仮想化テクノロジの実現に関しては、従来からSolaris ContainerなどSolaris 10上でサポートされてきた。「仮想化の機能に力を入れるようになったのはT1000サーバをリリースした頃からです。その後、Solaris Containerの機能充実を図ってきましたが、今回はそれに加え、LDoms(Logical Domains)という物理的にサーバを分割する機能を導入しました」(堀口氏)
LDomsは、OS上での仮想化ではなく、PCでいうBIOSにあたるOBP(Open Boot Program)のさらに下位にスーパーバイザ層を設け、スーパーバイザがUltraSPARC T1、T2プロセッサの各コア、スレッドごとに仮想的なハードウェアを構築するものだ。こうすることで、Solaris ContainerのようにSolaris 10以外のOSをUltraSPARC T1、T2プロセッサを搭載しているサーバ上で利用できるようになる。現時点では、Solaris 10の他、UbuntuとWind Riverが動作する。これによりSolaris以外のOSでもUltraSPARC T1、T2プロセッサの性能を活用できるのだ。
このようなドメイン分割は従来大型の汎用機やUNIXハイエンド機に実装されていたものだが、CMTの実現に伴い、エントリーレベルのサーバでも実現できるようになっているのである。なお、LDomsに関しては、従来のUltraSPARC T1搭載のサーバでもファームウェア(OBP)の更新で利用できる。
もちろん、サンではUltraSPARC T2の能力をフルに活かすための活動も継続して行っていくという。
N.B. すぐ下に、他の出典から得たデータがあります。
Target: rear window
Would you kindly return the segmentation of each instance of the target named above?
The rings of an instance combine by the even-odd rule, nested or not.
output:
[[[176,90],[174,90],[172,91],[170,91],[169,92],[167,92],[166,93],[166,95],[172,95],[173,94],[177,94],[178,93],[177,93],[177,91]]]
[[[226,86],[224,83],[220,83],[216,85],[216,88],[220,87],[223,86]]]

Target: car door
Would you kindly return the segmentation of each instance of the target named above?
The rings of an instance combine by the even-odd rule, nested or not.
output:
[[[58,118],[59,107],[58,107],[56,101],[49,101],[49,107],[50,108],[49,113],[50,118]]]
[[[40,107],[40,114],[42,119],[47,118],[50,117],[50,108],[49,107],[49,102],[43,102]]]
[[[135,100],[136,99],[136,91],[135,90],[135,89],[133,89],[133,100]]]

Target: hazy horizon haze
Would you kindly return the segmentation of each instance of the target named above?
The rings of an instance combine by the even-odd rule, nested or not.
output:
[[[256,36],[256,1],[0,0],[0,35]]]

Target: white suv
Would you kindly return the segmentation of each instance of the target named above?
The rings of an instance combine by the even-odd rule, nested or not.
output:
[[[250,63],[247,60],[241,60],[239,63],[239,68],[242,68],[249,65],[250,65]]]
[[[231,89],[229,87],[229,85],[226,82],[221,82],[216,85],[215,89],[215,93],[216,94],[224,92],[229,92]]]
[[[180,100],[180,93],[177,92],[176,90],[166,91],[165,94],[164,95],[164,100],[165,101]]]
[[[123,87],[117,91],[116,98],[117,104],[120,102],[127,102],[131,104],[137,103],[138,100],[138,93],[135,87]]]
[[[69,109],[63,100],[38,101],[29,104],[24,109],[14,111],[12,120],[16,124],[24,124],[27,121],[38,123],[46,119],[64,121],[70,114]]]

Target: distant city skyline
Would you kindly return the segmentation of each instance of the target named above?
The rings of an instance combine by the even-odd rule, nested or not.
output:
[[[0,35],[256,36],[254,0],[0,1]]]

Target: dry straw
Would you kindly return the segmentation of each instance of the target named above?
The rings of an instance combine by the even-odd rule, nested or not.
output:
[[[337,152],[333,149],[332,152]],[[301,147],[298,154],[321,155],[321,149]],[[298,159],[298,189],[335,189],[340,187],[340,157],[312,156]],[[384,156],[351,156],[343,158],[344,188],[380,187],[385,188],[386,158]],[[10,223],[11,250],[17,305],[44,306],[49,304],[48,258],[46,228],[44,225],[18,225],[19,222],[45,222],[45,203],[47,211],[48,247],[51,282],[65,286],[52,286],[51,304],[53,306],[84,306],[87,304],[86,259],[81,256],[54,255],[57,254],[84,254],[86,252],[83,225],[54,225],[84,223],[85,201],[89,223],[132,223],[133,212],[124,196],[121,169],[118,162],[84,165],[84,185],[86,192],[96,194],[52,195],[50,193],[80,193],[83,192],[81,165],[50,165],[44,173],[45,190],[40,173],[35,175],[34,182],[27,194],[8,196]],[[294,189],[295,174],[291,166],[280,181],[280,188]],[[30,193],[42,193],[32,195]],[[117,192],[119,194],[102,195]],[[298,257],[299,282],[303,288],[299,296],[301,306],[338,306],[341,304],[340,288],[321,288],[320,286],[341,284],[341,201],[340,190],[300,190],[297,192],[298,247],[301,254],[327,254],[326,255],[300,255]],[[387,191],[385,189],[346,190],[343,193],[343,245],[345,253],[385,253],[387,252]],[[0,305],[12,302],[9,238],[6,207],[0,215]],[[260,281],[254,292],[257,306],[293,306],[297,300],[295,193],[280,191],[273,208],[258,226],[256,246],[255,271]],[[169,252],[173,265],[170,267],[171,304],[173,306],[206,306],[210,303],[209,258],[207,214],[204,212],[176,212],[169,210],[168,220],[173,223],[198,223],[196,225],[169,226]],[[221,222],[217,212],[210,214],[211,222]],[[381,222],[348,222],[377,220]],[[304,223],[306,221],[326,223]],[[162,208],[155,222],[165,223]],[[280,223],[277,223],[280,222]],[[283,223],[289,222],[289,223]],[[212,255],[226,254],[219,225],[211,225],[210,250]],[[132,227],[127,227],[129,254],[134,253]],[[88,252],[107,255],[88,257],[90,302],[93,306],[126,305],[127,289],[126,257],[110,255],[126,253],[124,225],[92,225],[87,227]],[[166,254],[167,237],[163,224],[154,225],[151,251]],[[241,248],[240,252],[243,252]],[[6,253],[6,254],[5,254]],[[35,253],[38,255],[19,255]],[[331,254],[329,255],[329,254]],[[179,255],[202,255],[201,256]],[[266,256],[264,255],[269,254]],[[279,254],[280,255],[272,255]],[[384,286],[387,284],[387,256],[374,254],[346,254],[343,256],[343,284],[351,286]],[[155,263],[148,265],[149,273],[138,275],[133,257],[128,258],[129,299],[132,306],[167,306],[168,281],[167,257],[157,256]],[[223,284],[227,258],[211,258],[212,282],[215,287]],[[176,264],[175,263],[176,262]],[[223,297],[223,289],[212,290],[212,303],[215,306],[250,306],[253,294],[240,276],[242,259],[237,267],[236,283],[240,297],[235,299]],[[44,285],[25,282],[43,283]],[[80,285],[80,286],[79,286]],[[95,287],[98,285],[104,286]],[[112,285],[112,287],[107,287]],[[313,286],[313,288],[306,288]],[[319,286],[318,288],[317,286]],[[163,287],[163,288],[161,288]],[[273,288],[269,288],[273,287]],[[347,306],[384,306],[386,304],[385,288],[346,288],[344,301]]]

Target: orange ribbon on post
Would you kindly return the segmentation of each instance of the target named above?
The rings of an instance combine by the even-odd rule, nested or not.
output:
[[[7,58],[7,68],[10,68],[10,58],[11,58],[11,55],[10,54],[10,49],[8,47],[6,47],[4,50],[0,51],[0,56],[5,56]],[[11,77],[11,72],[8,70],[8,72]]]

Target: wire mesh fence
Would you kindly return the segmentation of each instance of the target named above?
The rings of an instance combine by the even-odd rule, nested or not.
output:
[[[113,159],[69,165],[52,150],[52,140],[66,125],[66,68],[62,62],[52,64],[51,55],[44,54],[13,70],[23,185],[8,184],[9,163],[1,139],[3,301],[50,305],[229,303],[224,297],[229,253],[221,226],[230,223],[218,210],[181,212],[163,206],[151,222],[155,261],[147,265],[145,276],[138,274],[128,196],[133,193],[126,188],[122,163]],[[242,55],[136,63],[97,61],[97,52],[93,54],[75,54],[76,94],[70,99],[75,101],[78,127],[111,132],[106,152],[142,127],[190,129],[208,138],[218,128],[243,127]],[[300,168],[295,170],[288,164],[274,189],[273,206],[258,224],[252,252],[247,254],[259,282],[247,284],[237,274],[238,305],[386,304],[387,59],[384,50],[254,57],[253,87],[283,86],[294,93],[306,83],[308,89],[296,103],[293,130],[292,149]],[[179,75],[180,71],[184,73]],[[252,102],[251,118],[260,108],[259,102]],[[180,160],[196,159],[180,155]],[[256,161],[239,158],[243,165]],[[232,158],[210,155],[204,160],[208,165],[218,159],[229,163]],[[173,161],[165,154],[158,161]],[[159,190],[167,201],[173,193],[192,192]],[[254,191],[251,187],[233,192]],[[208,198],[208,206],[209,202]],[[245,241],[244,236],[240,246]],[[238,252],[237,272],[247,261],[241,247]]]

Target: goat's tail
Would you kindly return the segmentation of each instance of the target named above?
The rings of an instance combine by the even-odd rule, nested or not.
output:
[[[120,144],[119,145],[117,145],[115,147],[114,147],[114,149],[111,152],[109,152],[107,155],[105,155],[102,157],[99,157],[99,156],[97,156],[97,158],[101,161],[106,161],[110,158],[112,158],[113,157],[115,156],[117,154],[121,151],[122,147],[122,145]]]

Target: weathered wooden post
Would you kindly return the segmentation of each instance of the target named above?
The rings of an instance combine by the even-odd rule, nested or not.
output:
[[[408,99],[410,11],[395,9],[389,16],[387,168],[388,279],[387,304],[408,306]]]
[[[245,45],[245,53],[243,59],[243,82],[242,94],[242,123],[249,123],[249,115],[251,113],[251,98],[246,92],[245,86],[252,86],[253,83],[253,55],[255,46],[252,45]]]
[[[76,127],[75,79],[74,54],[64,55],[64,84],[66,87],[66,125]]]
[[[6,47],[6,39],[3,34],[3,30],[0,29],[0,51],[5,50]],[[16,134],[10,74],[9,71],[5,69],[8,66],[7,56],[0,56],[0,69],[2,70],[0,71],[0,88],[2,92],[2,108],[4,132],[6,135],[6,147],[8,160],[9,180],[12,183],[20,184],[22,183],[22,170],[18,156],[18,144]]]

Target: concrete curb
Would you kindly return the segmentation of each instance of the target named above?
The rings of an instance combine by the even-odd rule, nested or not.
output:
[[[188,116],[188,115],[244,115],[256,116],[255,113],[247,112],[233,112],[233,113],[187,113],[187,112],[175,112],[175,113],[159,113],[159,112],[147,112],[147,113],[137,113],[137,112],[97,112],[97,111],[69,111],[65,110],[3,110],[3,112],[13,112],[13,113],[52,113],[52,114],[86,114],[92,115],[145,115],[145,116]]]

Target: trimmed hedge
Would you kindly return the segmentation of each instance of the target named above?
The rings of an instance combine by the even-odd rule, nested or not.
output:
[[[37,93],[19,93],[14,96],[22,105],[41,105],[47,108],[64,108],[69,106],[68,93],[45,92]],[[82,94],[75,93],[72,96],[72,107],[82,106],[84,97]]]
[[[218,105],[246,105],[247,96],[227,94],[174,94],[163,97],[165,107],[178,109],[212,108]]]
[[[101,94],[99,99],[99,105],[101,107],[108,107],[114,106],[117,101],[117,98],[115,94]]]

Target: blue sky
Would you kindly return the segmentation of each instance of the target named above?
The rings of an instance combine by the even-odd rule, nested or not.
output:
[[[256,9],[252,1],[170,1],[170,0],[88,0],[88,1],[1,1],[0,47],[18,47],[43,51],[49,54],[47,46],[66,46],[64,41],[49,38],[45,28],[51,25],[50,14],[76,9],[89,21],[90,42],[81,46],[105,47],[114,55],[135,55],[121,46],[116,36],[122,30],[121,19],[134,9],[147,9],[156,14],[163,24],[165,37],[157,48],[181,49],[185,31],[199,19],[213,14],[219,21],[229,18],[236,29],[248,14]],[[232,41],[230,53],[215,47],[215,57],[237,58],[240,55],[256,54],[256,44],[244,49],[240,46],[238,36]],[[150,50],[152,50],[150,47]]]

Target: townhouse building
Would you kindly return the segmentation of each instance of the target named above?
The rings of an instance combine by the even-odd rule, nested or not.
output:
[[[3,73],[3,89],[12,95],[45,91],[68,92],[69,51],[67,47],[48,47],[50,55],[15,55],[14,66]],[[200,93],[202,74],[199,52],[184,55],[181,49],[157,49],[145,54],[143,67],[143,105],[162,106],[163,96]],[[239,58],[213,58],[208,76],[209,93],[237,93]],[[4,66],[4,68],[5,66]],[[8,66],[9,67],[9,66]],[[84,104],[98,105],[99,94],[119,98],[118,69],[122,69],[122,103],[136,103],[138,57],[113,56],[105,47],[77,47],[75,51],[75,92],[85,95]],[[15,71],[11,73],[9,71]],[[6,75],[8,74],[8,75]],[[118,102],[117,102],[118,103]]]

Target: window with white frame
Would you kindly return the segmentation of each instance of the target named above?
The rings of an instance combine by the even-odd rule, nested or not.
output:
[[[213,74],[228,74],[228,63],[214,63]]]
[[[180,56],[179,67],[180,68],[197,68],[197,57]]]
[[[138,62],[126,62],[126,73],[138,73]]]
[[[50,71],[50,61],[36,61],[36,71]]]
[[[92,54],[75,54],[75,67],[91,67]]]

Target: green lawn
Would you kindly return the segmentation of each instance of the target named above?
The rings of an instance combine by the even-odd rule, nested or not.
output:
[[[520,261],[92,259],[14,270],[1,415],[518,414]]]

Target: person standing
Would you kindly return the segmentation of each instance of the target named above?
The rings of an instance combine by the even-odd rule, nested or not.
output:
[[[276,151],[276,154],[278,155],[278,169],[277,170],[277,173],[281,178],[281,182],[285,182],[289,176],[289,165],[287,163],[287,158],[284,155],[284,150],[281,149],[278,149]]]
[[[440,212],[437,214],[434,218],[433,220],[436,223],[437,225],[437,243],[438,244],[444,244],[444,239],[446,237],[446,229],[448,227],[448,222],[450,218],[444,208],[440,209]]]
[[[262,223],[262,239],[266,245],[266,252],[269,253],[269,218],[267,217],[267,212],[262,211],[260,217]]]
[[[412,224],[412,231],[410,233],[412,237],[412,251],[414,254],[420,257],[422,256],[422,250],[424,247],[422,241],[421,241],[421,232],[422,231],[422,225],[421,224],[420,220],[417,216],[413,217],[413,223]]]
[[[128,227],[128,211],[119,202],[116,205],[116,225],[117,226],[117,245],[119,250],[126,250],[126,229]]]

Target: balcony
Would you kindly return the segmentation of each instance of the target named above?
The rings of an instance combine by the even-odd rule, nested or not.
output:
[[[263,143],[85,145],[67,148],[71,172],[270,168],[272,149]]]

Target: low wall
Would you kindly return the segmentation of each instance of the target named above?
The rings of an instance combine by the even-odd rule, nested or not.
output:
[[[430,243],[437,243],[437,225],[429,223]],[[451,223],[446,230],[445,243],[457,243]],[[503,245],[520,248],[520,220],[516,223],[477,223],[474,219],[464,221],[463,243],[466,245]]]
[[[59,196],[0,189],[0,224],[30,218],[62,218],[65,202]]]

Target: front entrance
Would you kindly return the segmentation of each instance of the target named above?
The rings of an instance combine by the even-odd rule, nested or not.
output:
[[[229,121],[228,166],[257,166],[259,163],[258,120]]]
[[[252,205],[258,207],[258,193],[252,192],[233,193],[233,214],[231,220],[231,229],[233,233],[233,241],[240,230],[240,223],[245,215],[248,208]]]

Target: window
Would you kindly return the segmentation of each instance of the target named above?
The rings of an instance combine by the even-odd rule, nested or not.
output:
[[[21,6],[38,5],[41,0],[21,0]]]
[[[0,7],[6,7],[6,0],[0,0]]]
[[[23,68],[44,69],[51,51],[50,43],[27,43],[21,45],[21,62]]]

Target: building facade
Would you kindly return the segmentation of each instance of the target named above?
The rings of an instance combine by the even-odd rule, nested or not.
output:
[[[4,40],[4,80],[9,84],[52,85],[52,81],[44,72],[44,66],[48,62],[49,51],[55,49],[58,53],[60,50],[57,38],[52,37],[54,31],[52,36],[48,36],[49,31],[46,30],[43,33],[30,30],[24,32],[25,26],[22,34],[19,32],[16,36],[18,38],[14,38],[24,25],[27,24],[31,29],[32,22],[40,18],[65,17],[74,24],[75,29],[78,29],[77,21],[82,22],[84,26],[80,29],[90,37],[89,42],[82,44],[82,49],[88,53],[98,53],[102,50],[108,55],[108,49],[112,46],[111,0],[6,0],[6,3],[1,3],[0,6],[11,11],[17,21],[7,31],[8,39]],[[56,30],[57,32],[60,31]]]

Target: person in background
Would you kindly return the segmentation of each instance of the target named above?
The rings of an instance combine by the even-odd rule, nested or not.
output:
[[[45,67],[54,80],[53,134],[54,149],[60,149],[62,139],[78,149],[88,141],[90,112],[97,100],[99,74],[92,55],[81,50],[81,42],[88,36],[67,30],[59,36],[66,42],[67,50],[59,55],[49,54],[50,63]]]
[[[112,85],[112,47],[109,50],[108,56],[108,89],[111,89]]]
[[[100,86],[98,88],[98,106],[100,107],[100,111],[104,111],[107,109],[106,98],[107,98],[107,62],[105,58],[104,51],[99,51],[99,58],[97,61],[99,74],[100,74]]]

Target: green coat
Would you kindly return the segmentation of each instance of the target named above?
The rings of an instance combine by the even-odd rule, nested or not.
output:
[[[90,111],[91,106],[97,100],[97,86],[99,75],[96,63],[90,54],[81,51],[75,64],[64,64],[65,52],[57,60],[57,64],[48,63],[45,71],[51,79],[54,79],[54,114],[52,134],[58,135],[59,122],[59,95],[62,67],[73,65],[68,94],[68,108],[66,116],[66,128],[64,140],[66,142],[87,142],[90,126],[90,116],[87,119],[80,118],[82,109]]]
堀口氏はこの点について、「現在アプリケーションがマルチスレッド環境を十分活用できていないと感じています。したがって、まずはSolaris Containerの活用による仮想化でパフォーマンスを引き出すというソリューションを提供しています。それに加え、OpenSolarisやOpenSPARCというように、OSやプロセッサの設計情報を公開することで、アプリケーションのマルチスレッド環境への対応を促す活動にも力を入れていきます。そしてマルチスレッド環境のパフォーマンスを活用できるアプリケーションが登場する手助けを行っていきたいと考えています」(堀口氏)
現時点でも、Solaris 10とUltraSPARCのマルチスレッド性能はすでに十分な魅力を備えていると言える。しかしこれらの環境が本領を発揮でき、性能を最大限に活用できるアプリケーションが登場する日も近いだろう。